Training continued until we were able to execute a deliberate squad attack against a hostile position. Like many of the movements, Max led a walk through of the exercise to familiarize the students with their individual and group roles. Following the rehearsal, we executed the attack under Max’s watchful eye. Again, no compromise regarding safety was allowed and the movement went off without a serious hitch. Like all exercises, a hot wash was performed so all students understood what went right and wrong on an individual and team basis. An honest hot wash is vital to any serious tactical training. If you screw up, you need to know it so you can fix problems for the next mission. If you delude yourself into thinking you are always “good to go”, you’ll never grow or improve. Max’s evaluations are honest and direct and provide a platform for improvement. Don’t take criticism personally. Besides, Max was a whole lot nicer than my teammates and I used to be with each other. At least nobody was threatened with bodily injury in the CTT class!

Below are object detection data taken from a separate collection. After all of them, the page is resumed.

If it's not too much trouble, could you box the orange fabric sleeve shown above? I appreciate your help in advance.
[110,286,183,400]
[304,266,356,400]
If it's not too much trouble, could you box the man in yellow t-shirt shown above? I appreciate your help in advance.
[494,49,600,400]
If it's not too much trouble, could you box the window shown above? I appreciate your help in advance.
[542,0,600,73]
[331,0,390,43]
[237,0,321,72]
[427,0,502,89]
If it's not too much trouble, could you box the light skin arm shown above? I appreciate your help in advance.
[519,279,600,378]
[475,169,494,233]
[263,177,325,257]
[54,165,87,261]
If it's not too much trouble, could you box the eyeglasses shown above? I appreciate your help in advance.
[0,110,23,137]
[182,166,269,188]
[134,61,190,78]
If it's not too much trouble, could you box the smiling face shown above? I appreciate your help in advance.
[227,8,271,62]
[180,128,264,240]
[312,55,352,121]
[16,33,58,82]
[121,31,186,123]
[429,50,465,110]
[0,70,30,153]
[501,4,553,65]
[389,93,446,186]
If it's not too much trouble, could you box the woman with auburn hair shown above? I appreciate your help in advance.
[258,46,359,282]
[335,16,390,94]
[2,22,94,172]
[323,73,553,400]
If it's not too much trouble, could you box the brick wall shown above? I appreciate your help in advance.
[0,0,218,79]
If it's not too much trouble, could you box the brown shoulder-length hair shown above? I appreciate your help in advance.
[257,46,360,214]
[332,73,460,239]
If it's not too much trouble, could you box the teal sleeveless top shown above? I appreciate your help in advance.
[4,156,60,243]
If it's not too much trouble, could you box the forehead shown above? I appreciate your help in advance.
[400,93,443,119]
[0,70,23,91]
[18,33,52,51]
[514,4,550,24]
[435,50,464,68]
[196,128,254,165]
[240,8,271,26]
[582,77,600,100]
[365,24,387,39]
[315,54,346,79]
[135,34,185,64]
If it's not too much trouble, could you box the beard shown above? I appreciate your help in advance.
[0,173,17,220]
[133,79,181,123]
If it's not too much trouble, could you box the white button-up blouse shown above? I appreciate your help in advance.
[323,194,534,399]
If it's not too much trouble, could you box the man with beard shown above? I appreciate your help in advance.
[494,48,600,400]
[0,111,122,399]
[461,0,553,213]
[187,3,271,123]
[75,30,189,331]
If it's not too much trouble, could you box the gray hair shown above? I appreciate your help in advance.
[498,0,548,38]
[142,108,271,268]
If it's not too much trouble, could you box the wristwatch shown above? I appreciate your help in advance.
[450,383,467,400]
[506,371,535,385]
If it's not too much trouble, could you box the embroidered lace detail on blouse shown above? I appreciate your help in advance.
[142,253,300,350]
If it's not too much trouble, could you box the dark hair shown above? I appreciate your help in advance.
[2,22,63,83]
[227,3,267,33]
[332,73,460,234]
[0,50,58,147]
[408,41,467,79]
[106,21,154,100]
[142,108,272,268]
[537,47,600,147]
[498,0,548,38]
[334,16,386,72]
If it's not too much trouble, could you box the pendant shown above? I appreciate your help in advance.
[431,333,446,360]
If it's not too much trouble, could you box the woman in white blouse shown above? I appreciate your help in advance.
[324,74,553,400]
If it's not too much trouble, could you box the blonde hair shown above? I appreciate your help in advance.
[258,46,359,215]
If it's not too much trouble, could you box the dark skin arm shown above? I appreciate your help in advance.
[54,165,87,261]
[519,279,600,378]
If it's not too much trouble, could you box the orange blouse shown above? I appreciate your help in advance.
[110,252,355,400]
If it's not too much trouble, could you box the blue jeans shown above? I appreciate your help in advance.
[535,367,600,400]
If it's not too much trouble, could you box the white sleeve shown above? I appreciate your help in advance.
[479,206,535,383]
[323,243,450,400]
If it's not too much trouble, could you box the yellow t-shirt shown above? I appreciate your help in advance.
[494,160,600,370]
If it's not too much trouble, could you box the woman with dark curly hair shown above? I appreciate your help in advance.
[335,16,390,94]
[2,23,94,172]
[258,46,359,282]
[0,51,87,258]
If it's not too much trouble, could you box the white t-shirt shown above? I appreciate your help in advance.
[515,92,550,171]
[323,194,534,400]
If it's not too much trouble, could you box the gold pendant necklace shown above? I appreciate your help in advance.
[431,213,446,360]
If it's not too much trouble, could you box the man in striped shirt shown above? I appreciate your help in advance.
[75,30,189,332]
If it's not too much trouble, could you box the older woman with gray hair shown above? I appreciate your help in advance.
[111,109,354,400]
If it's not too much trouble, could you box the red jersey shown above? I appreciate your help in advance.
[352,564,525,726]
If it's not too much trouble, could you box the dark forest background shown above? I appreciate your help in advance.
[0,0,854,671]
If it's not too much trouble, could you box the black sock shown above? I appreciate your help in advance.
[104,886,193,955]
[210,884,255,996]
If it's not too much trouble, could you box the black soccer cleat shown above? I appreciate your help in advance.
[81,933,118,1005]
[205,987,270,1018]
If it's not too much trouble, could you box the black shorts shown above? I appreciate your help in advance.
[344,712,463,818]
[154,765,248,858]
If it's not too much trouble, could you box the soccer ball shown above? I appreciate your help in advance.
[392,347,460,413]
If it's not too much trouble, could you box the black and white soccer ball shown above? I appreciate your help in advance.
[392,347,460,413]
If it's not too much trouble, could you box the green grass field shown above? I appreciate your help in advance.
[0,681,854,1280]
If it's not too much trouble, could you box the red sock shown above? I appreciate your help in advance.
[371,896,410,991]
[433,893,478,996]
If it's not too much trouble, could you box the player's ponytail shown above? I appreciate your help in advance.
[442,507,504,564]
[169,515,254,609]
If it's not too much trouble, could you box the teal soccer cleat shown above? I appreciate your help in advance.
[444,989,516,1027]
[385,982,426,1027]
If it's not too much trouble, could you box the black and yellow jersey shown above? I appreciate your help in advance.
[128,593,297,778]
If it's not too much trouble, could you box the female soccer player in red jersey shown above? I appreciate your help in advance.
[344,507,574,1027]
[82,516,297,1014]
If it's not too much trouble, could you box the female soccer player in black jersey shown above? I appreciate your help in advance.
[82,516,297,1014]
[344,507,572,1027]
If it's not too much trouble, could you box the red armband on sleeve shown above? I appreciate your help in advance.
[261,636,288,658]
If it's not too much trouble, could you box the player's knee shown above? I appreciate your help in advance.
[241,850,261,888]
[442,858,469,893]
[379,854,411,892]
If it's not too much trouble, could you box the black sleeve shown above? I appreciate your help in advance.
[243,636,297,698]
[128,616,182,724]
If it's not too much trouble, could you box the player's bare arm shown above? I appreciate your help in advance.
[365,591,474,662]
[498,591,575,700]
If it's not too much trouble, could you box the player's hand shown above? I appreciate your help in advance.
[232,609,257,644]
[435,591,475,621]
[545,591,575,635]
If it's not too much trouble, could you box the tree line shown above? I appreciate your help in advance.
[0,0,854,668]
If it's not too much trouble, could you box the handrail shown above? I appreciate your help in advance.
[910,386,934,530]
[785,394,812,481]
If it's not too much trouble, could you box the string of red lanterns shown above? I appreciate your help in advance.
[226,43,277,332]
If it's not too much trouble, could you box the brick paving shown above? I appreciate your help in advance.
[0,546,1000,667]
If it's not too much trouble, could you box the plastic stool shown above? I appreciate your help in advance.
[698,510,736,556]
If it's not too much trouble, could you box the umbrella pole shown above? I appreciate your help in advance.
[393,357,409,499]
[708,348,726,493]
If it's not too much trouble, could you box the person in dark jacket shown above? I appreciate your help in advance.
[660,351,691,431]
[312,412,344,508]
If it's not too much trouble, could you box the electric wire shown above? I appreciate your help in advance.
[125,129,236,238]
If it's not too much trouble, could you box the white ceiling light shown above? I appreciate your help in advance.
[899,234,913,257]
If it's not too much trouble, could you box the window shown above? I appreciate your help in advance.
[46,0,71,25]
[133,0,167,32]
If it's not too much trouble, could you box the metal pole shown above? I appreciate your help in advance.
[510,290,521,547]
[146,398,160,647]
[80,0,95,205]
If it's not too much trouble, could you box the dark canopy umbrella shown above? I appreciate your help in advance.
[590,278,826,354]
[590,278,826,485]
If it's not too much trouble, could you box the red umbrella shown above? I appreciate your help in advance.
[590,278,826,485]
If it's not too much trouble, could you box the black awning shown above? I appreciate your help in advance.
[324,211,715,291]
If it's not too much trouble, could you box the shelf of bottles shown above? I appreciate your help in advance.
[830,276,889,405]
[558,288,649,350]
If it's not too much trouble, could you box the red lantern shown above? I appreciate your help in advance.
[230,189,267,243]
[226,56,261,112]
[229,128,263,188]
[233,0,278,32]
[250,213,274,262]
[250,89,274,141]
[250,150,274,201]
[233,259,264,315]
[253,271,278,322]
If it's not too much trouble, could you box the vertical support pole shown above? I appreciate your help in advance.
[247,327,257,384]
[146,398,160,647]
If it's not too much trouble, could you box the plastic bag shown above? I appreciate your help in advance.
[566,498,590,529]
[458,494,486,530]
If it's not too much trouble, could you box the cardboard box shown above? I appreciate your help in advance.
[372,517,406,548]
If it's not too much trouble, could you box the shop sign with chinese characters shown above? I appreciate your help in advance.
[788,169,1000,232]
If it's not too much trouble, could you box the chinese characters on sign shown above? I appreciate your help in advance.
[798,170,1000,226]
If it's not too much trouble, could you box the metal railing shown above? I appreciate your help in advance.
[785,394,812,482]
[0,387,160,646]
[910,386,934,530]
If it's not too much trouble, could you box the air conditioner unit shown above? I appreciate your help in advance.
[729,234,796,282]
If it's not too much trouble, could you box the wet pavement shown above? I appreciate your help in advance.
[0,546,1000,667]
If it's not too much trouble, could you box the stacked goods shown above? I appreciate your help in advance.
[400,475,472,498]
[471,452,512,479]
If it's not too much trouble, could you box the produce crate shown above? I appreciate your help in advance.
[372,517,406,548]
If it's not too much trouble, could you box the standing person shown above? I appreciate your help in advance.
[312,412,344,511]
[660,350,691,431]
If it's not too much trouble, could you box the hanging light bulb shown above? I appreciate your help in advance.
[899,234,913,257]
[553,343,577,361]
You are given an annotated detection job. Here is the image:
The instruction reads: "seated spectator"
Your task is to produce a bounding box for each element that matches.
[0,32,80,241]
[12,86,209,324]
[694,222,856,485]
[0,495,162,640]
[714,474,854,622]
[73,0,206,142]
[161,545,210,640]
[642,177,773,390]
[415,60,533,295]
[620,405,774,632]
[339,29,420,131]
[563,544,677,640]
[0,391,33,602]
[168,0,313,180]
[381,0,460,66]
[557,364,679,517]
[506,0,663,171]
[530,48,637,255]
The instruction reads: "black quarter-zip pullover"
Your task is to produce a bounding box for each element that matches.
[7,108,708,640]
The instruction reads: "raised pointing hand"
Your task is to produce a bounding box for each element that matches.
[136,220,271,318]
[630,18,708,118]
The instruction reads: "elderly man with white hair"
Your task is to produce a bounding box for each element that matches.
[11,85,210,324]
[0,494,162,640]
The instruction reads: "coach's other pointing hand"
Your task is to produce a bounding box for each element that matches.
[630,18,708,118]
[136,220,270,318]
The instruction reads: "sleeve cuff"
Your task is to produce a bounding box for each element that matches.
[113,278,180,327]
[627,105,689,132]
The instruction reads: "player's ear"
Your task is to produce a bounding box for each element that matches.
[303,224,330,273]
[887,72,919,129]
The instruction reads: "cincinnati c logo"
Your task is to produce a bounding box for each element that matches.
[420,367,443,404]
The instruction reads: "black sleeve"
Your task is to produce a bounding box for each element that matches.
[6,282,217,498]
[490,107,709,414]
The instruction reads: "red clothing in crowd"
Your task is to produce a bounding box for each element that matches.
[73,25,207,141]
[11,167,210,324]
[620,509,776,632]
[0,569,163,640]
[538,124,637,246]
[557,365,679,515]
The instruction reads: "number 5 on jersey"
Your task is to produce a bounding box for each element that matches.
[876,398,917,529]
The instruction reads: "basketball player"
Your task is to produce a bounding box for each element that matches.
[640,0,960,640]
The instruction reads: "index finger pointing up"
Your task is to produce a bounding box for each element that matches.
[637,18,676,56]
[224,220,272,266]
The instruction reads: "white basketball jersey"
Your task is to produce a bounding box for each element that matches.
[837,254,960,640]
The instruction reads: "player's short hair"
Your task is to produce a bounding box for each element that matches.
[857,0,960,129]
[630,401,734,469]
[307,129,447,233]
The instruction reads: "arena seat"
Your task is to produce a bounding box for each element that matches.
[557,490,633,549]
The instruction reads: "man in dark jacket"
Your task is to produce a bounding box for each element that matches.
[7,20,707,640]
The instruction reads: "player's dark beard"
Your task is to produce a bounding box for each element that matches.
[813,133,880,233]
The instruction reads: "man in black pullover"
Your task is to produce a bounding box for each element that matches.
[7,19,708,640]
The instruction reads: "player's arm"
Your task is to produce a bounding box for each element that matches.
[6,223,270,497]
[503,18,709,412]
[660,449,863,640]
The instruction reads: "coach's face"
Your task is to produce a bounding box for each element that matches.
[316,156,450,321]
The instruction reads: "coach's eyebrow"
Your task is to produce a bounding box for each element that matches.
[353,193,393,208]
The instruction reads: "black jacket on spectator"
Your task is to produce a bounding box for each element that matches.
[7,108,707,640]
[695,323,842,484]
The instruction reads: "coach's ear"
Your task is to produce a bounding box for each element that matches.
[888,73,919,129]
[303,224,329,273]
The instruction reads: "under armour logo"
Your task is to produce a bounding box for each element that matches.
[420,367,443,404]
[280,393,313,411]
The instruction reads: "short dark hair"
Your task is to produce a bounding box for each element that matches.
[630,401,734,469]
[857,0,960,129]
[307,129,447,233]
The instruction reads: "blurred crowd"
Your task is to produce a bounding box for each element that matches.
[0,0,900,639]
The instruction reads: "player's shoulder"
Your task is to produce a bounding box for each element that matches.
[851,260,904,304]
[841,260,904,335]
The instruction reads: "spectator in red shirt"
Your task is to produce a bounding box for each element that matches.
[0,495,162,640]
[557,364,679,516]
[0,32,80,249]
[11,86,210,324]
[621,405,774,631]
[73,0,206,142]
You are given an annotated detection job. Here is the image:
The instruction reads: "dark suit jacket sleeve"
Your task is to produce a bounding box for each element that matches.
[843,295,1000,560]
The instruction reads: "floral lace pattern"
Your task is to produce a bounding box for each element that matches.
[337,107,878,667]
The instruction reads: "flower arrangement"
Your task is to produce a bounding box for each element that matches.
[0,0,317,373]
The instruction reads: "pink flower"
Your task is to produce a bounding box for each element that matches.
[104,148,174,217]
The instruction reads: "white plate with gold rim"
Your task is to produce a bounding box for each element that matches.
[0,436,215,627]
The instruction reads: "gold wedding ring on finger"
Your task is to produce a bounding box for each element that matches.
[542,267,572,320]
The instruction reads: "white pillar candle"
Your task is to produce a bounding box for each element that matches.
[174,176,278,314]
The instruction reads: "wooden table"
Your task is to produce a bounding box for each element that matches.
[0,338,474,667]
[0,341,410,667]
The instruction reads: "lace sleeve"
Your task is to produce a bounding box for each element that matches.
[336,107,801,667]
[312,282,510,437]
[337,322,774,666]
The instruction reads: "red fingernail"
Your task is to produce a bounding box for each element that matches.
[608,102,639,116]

We adjourned at roughly 16:30 with presentation of certificates and Max Velocity Tactical patches.
The CTT class provided the information I was looking for in a level 1 small unit tactics class. Max has the background and teaching ability to push out the skills necessary to assimilate the information without overwhelming the student. Safety measures are maintained and never compromised throughout all levels of training. Administrative issues are processed efficiently and Max answers individual questions about the class in a timely manner. You really can’t ask much more from any training provider. In fact, most classes fall short on many of the same areas where Max Velocity Tactical excels. As a result of the quality of the training, I’ve already registered for the July 2016 CP class.
A couple items I’d like to mention in particular. First, get in shape before you attend this or any other tactical class. Running up and down Max’s hills will kick you butt if you’re not ready for them. If you’re sucking wind, you won’t be able to learn much. Second, get your gear squared away before you show up. If you have to constantly adjust, change or play with your gear, you will miss information. Don’t be “that guy”. Last, your optic comes with a manual. Read it! Show up to class with a zeroed rifle or at least know how to adjust you optic/sights and understand it’s function. Don’t expect the instructors to know how every piece of equipment on the market works. Especially when you show up with an off brand “just as good as (fill in the blank)” POS that really isn’t just as good as…… Invest your money in good equipment. Enough said.
Max is providing a service that is unique in the civilian training market. There are very few reputable trainers teaching similar team tactics to the civilian market and I encourage any interested students to take advantage of the classes offered at Max Velocity Tactical.